The basic idea is you want to know how many calories you average on a daily basis. It’s a good idea to weigh yourself regularly during this period of time to see any potential fluctuations…which WILL happen due to changes in fluid/glycogen stores (this isn’t something to have a nervous breakdown over and what you weigh on the scale as little bearing on the amount of body fat you carry).
People’s metabolisms vary A LOT. You can have two people of the exact same size and activity levels, yet there can still be a huge difference in caloric requirements.
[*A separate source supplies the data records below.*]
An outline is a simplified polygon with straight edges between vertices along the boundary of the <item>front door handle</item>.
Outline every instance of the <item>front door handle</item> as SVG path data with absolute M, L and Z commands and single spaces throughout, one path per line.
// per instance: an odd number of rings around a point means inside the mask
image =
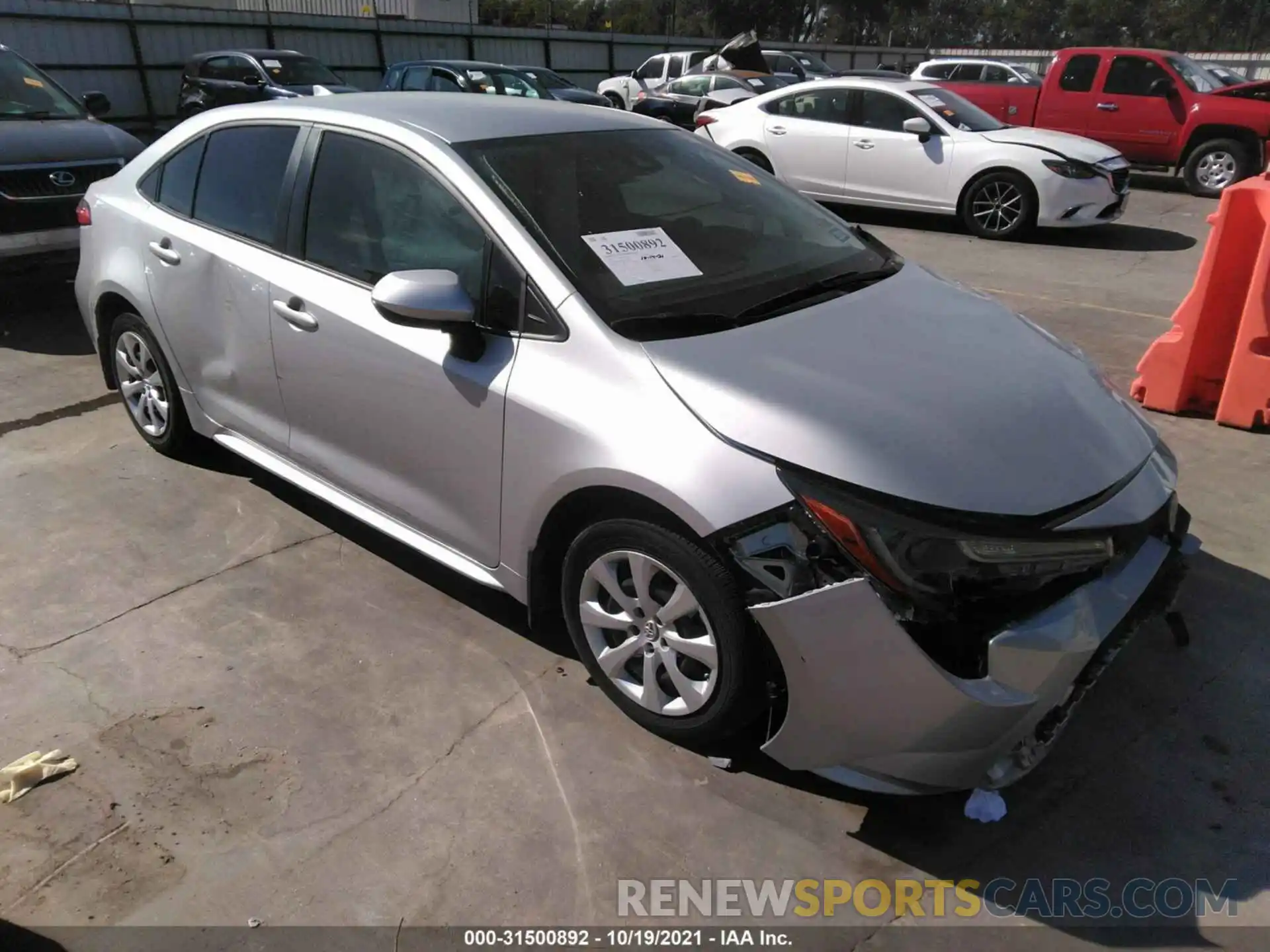
M 171 246 L 171 239 L 150 242 L 150 254 L 164 264 L 180 264 L 180 253 Z
M 292 297 L 288 301 L 274 301 L 273 312 L 292 327 L 318 330 L 318 319 L 305 310 L 305 302 L 298 297 Z

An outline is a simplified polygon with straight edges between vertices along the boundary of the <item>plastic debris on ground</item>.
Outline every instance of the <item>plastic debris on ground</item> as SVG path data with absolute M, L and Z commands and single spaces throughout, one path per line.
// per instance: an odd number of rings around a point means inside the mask
M 965 815 L 979 823 L 996 823 L 1006 815 L 1006 801 L 994 790 L 974 790 L 965 801 Z
M 61 750 L 50 750 L 47 754 L 33 750 L 25 757 L 19 757 L 8 767 L 0 767 L 0 803 L 11 803 L 32 787 L 52 777 L 70 773 L 77 767 L 79 764 Z

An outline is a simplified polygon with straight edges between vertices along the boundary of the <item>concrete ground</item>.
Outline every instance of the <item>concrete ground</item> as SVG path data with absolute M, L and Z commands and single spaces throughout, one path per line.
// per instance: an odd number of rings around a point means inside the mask
M 1125 387 L 1214 208 L 1142 187 L 1115 226 L 1016 245 L 848 217 Z M 508 599 L 236 458 L 149 451 L 70 286 L 5 292 L 0 763 L 60 746 L 81 765 L 0 806 L 0 919 L 588 924 L 617 922 L 618 878 L 1146 876 L 1236 880 L 1237 922 L 1270 924 L 1270 437 L 1156 418 L 1205 546 L 1181 600 L 1194 641 L 1143 628 L 984 826 L 961 796 L 853 793 L 759 755 L 729 773 L 641 731 Z M 890 918 L 839 913 L 859 928 L 836 947 L 899 947 Z M 1026 943 L 1265 944 L 1171 924 Z M 922 947 L 1021 942 L 947 928 Z

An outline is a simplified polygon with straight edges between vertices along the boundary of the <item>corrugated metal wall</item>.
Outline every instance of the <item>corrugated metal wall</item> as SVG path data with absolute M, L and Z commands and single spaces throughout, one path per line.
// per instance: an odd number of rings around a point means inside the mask
M 198 3 L 199 0 L 188 0 Z M 182 67 L 194 53 L 232 48 L 291 48 L 316 56 L 354 86 L 375 89 L 384 69 L 401 60 L 491 60 L 550 66 L 594 89 L 665 50 L 715 50 L 724 41 L 610 33 L 512 29 L 466 22 L 381 19 L 363 14 L 371 0 L 302 0 L 331 15 L 290 13 L 301 0 L 202 0 L 185 5 L 0 0 L 0 42 L 27 56 L 67 90 L 102 90 L 109 118 L 123 124 L 166 124 L 177 112 Z M 418 15 L 444 6 L 471 10 L 471 0 L 380 0 L 382 13 Z M 373 8 L 372 8 L 373 9 Z M 436 14 L 434 14 L 436 15 Z M 878 62 L 916 63 L 921 50 L 806 47 L 842 69 Z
This is something they don’t tell you at “weight watchers”. The human body doesn’t work like a calculator and it’s not always as simple as “eat less and move more” or if you eat a X amount of calories or “points” everything will be wonderful.
Before you can implement a plan of action or start to answer “what should I eat?” or talking about specific diets – you first need to get a picture of what you’re consuming right now!
Yes, you may eat “clean” foods – but how MUCH are you actually eating?
You had chicken and rice for dinner, great – but how much did you actually eat?
If nothing else, you’ll have a level of knowledge that you didn’t have previously by doing this and have a much better understanding of what steps you need to take to get you to your goal without resorting to drastic or unrealistic measures such cutting out carbs, licking 3 lemons a day or lettuce smoothies.
While I am unable to cover a specific action plan for each and every person who reads this in a FB post…. if you don’t know your starting point, then how do you know what to do next?